Cross Street was about five-hundred feet long at this location, and about 90% of the traffic that went down Cross Street made a left u-turn under the Central Artery elevated structure to get to the southbound on ramp.
A single traffic light existed about half-way down Cross Street. There were three lanes of traffic before this u-turn, and Pole Position was an important aspect of making it to the southbound on-ramp. The light would change to green, and vehicles from all three lanes would race to the left to get to the u-turn. This u-turn was a mere one to two lanes wide depending on whether vehicles had actually parked under there.
After making the u-turn, the southbound elevated on-ramp was only two lanes wide at the bottom, and 1.5 lanes wide at the top (two small cars could fit at its apex). A blind merge onto the southbound artery was at the top, and many serious accidents occurred at this location.

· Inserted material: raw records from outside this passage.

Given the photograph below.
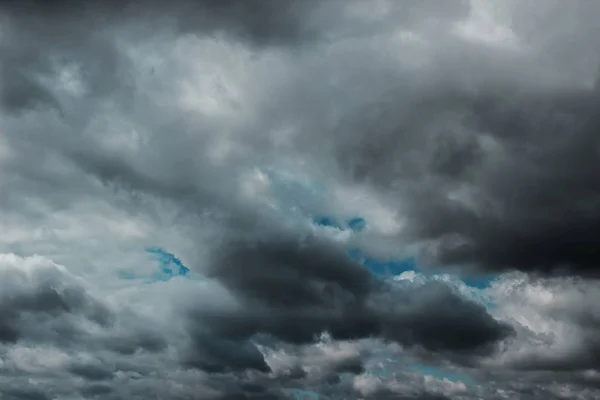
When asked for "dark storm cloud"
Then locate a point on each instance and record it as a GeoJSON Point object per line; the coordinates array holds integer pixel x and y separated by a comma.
{"type": "Point", "coordinates": [46, 310]}
{"type": "Point", "coordinates": [298, 290]}
{"type": "Point", "coordinates": [526, 163]}
{"type": "Point", "coordinates": [485, 147]}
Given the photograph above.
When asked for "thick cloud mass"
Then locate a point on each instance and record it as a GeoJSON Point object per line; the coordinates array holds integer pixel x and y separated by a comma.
{"type": "Point", "coordinates": [277, 151]}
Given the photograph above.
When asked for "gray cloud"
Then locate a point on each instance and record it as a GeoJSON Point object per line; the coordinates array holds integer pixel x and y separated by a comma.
{"type": "Point", "coordinates": [463, 133]}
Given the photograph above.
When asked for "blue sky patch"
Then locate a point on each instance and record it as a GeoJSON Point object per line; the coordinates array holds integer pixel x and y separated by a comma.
{"type": "Point", "coordinates": [357, 224]}
{"type": "Point", "coordinates": [326, 222]}
{"type": "Point", "coordinates": [383, 267]}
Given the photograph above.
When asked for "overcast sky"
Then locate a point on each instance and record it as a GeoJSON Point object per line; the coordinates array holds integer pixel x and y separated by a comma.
{"type": "Point", "coordinates": [299, 199]}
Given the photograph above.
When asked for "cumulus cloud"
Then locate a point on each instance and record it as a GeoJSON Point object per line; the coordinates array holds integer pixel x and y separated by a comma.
{"type": "Point", "coordinates": [255, 148]}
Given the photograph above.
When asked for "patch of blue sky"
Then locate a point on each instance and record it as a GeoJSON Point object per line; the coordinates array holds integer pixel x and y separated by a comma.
{"type": "Point", "coordinates": [126, 275]}
{"type": "Point", "coordinates": [327, 222]}
{"type": "Point", "coordinates": [169, 265]}
{"type": "Point", "coordinates": [479, 281]}
{"type": "Point", "coordinates": [302, 394]}
{"type": "Point", "coordinates": [383, 267]}
{"type": "Point", "coordinates": [356, 224]}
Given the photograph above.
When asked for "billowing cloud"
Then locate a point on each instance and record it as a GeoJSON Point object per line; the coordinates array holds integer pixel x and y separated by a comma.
{"type": "Point", "coordinates": [320, 184]}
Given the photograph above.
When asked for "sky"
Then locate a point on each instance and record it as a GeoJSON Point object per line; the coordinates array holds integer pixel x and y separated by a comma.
{"type": "Point", "coordinates": [299, 199]}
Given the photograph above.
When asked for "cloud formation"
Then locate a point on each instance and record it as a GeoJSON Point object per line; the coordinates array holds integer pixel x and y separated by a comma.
{"type": "Point", "coordinates": [277, 149]}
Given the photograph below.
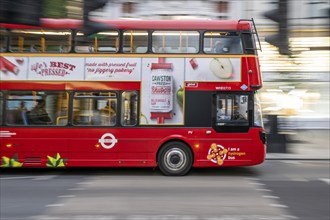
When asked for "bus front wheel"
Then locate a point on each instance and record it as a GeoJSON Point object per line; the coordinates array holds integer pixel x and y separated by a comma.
{"type": "Point", "coordinates": [175, 159]}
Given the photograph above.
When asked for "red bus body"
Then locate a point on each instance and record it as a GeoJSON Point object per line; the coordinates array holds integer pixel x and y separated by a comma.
{"type": "Point", "coordinates": [137, 146]}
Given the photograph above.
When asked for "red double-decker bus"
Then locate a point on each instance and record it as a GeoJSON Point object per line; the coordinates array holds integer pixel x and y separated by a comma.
{"type": "Point", "coordinates": [172, 94]}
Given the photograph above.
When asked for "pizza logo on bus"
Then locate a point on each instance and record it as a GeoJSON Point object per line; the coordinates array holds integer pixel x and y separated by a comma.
{"type": "Point", "coordinates": [217, 154]}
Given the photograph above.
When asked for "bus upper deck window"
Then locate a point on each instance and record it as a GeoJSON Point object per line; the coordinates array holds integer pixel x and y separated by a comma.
{"type": "Point", "coordinates": [3, 40]}
{"type": "Point", "coordinates": [135, 41]}
{"type": "Point", "coordinates": [1, 107]}
{"type": "Point", "coordinates": [185, 42]}
{"type": "Point", "coordinates": [101, 42]}
{"type": "Point", "coordinates": [40, 40]}
{"type": "Point", "coordinates": [222, 43]}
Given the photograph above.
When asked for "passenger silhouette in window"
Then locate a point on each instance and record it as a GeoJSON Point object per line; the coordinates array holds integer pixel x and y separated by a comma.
{"type": "Point", "coordinates": [38, 115]}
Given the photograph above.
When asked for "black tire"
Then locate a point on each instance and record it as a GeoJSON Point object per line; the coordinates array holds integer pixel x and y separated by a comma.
{"type": "Point", "coordinates": [175, 159]}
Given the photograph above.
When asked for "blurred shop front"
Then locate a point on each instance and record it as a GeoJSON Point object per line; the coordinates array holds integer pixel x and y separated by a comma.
{"type": "Point", "coordinates": [295, 95]}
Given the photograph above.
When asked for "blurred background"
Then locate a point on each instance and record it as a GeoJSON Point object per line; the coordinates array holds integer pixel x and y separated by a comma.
{"type": "Point", "coordinates": [294, 55]}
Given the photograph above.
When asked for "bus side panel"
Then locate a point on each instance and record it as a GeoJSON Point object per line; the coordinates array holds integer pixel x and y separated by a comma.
{"type": "Point", "coordinates": [33, 147]}
{"type": "Point", "coordinates": [230, 149]}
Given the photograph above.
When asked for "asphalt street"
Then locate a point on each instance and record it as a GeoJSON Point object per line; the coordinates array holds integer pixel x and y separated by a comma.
{"type": "Point", "coordinates": [275, 190]}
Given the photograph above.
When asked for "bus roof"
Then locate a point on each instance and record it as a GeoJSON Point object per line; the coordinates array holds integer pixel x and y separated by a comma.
{"type": "Point", "coordinates": [144, 24]}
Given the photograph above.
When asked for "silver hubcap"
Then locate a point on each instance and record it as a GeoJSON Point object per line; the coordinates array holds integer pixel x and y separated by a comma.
{"type": "Point", "coordinates": [175, 159]}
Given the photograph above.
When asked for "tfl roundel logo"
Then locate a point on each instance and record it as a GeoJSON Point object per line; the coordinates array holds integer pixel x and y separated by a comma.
{"type": "Point", "coordinates": [108, 141]}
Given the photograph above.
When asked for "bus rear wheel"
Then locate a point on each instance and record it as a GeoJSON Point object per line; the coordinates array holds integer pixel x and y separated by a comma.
{"type": "Point", "coordinates": [175, 159]}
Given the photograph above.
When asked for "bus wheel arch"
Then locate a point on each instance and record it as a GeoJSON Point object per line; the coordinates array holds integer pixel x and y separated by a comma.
{"type": "Point", "coordinates": [175, 158]}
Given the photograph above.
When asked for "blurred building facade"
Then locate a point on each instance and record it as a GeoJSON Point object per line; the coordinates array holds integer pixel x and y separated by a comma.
{"type": "Point", "coordinates": [296, 86]}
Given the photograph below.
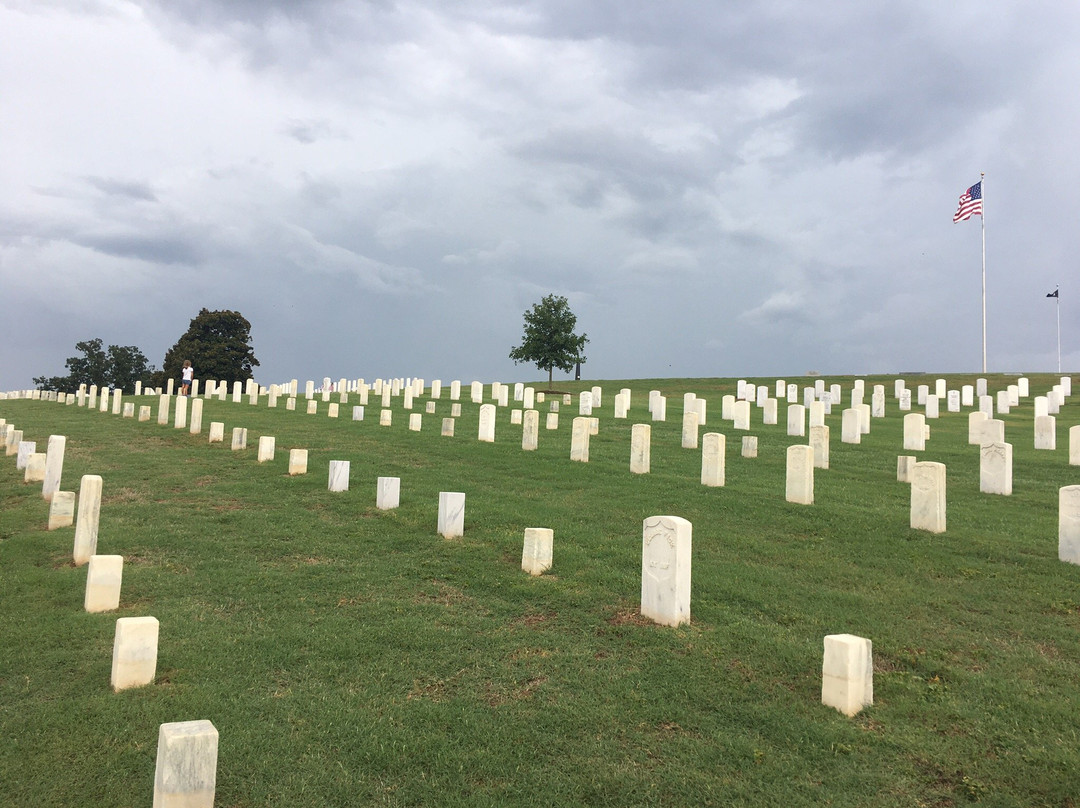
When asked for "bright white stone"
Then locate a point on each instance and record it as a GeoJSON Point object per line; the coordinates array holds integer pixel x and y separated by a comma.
{"type": "Point", "coordinates": [134, 652]}
{"type": "Point", "coordinates": [713, 460]}
{"type": "Point", "coordinates": [847, 673]}
{"type": "Point", "coordinates": [186, 771]}
{"type": "Point", "coordinates": [486, 432]}
{"type": "Point", "coordinates": [579, 439]}
{"type": "Point", "coordinates": [85, 527]}
{"type": "Point", "coordinates": [1068, 524]}
{"type": "Point", "coordinates": [104, 575]}
{"type": "Point", "coordinates": [665, 569]}
{"type": "Point", "coordinates": [297, 461]}
{"type": "Point", "coordinates": [928, 497]}
{"type": "Point", "coordinates": [267, 448]}
{"type": "Point", "coordinates": [799, 486]}
{"type": "Point", "coordinates": [537, 550]}
{"type": "Point", "coordinates": [819, 442]}
{"type": "Point", "coordinates": [388, 493]}
{"type": "Point", "coordinates": [995, 468]}
{"type": "Point", "coordinates": [915, 432]}
{"type": "Point", "coordinates": [339, 475]}
{"type": "Point", "coordinates": [62, 510]}
{"type": "Point", "coordinates": [451, 514]}
{"type": "Point", "coordinates": [1045, 432]}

Believe it or not, during morning rush hour between 7:00 and 9:00, a police officer would park his or her motor cycle in the rightmost lane of the artery, just upstream of this merge point. The officer would stop vehicles in the lane, and require them to merge into the center lane; thus allowing unhindered access to the artery from the on-ramp.
On days when a police officer was not in place, the traffic would back up for MILES. Vehicles would back up onto Cross Street, through the entire Sumner Tunnel, onto Bennington, Chelsea, & Bremen Streets in East Boston, into Logan Airport, up and down McClellan Highway, and then all the way back to Orient Heights in East Boston or to Belle Circle in Revere.
The Big Dig System, aka The Sponge, has paid for itself with increased productivity and reduced air pollution; all $14 billion dollars' worth.